Hubiera deseado estar en cualquier otro lugar. Él no quería irse, pero
comprendía que debía hacerlo. Mejor tú que un extraño, me tranquilizó. Fue una cuestión
de amistad.
Pero usted no
tenía una especial simpatía hacia los hermanos Hamberes. Regresemos a ellos.
La siguiente vez
volvieron solos. Noté que hasta caminaban igual, hundiendo el pie izquierdo.
Portaban stickers con sus nombres
sobre el bolsillo de la camisa, como estudiantes nuevos. Una broma que nos
mantuvo por encima del abismo. ¿El suicidio?, les pregunté, y les di papeles y
lapiceros.

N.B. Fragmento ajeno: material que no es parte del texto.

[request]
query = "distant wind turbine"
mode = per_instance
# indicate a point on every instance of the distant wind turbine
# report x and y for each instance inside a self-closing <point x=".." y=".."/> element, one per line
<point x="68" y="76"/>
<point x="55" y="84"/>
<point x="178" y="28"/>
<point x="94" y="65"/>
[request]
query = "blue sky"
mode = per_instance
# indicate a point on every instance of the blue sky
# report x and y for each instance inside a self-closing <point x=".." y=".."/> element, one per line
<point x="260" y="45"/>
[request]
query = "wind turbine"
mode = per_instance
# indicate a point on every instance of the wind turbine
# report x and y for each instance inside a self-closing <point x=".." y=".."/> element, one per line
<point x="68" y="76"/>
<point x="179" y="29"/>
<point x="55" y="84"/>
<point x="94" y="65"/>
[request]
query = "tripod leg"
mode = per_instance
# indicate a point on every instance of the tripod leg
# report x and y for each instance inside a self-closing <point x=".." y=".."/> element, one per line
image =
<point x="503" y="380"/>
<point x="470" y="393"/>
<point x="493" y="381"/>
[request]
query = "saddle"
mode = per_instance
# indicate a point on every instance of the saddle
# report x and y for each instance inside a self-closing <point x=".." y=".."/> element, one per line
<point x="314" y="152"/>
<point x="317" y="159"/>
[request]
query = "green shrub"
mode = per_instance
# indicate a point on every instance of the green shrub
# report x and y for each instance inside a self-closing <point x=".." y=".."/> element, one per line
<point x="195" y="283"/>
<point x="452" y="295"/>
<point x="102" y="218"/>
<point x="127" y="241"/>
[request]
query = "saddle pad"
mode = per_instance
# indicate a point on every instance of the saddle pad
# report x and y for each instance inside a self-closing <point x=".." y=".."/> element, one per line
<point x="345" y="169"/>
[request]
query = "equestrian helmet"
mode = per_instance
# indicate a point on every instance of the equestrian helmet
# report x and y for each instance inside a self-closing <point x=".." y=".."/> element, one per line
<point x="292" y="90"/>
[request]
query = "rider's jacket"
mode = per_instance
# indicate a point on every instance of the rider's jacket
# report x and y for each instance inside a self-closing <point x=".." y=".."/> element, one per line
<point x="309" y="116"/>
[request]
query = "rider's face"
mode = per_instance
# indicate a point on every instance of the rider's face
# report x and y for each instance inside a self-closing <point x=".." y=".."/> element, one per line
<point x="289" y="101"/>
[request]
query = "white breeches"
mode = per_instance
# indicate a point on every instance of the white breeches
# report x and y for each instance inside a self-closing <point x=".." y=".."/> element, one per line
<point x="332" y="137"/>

Mikel fue el primero en responder: “Uno de nosotros verá al otro
morir primero”. Jordy escribió: “Nos dejaría como locos. Somos conscientes de
lo que estamos pidiendo”. La misma letra, cómo podía ya asombrarme.
¿Qué habría pasado
si los gemelos hubieran sido ciegos que se iban a aquedar sordos?
Cuánta especulación.
Yo no puedo hablar sobre supuestos. El dolor psíquico que ellos sentirían
frente a la ausencia definitiva del otro era incurable. Nunca podría reponerse
a eso, estoy seguro.
Este pacto de
muerte ha generado nuevas controversias y reabierto debates legales.
Está bien dialogar
exhibiendo todas las dudas. Hallaremos descubrimientos interesantes. Llegué a
una conclusión y sigo creyendo lo mismo. Nadie tiene el derecho de increparle
al otro: “Tu dolor me parece exagerado”.
Hablemos de la
noticia.
Sí, la estaba
esperando. ¿La escribió usted?
No, pero repasemos
el titular: “Más del setenta por ciento apoya la eutanasia en menores de edad
conscientes para tomar decisiones”.
Correcto. Ahora
tengo la intención de observar cómo se desenvuelven los niños, conoceremos la
dimensión de su espíritu.
¿Podrán desprenderse
tan pronto de la vida?
Es un misterio. Por lo pronto espero que la incertidumbre pase en las próximas semanas y pueda volver a trabajar.